When starting a new application, using the newly introduced type system in the DLL interface is recommendable as this will make ports to other platforms a lot easier.

When using ActiveX controls, do not forget to replace the faulty C++ wrappers generated by Visual Studio with the ones provided in %CVB%\Wow6432\Visual C++ OCX Wrappers.

 

In case you are planning on targeting Linux later on it is a good idea to either use a GUI toolkit that is available for both platforms right from the beginning or to keep your user interface code as separate from your image processing code as possible to make the necessary switch to a different GUI toolkit easier.

ActiveX controls are a technology that is not available on the Lin64 platform and should therefore not be used at all in applications that are intended to be portable.

Note that for C++/CLI projects in Visual Studio 2010 the AnyCPU tweak for aximp and tlbimp described in the migration section must also be applied.

 

.Net

With newly created .Net applications there is actually not much attention to be paid to Win32/Win64 portability.

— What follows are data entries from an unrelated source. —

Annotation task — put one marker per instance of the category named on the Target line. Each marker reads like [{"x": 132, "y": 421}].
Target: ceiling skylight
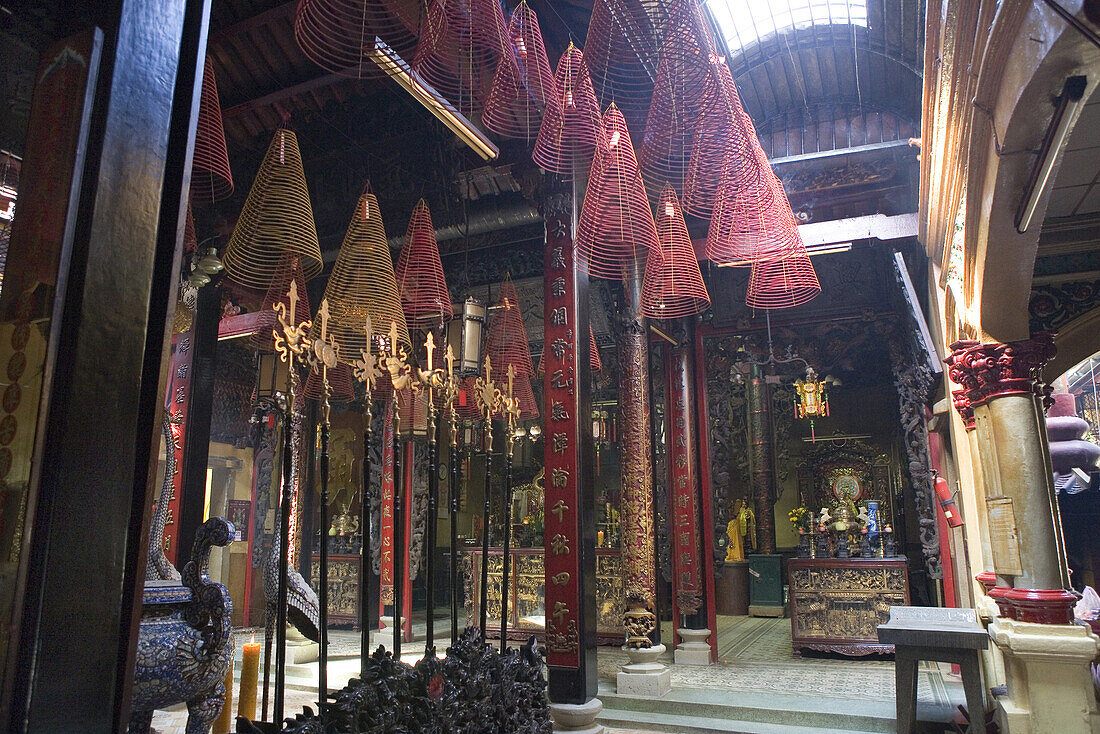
[{"x": 744, "y": 23}]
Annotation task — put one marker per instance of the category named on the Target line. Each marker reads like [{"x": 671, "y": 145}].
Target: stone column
[
  {"x": 761, "y": 460},
  {"x": 1046, "y": 657}
]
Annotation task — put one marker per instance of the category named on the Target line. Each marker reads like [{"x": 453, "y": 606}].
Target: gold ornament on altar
[{"x": 811, "y": 398}]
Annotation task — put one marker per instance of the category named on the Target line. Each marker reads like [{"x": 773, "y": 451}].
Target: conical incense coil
[
  {"x": 616, "y": 226},
  {"x": 570, "y": 131},
  {"x": 782, "y": 282},
  {"x": 673, "y": 286},
  {"x": 751, "y": 218},
  {"x": 362, "y": 285},
  {"x": 263, "y": 338},
  {"x": 211, "y": 177},
  {"x": 718, "y": 138},
  {"x": 673, "y": 110},
  {"x": 524, "y": 86},
  {"x": 339, "y": 35},
  {"x": 276, "y": 220},
  {"x": 420, "y": 282},
  {"x": 461, "y": 44},
  {"x": 506, "y": 343}
]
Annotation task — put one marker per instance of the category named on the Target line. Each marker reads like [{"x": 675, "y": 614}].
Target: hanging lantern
[
  {"x": 464, "y": 337},
  {"x": 419, "y": 273},
  {"x": 811, "y": 401}
]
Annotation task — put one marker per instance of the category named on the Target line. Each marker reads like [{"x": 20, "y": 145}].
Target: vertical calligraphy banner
[
  {"x": 176, "y": 402},
  {"x": 570, "y": 530},
  {"x": 386, "y": 559},
  {"x": 682, "y": 481}
]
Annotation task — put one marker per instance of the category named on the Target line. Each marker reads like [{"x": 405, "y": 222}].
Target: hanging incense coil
[
  {"x": 339, "y": 35},
  {"x": 420, "y": 282},
  {"x": 263, "y": 339},
  {"x": 616, "y": 226},
  {"x": 211, "y": 177},
  {"x": 751, "y": 219},
  {"x": 570, "y": 130},
  {"x": 276, "y": 220},
  {"x": 506, "y": 343},
  {"x": 718, "y": 137},
  {"x": 620, "y": 52},
  {"x": 782, "y": 282},
  {"x": 673, "y": 286},
  {"x": 362, "y": 285},
  {"x": 678, "y": 91},
  {"x": 523, "y": 86},
  {"x": 461, "y": 44},
  {"x": 340, "y": 383}
]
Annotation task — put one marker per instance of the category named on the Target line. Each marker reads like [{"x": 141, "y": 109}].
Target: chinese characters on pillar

The main issue here is to keep track of which platform the ActiveX wrappers have been created on (if your application uses ActiveX controls); a mismatch however will immediately lead to an exception, is therefore fairly easy to identify and will probably never go unnoticed.

Keeping the coding hints from earlier in mind and using the new shared objects will help avoid improper reference count handling and (for VB.Net users) perilous assignments of 64 bit values to 32 bit variables.

If you use Visual Studio 2010 please note that the AnyCPU tweak described in the migration section must be applied to a project file before it will be possible to generate and run applications targeted to the .Net 4.0 framework.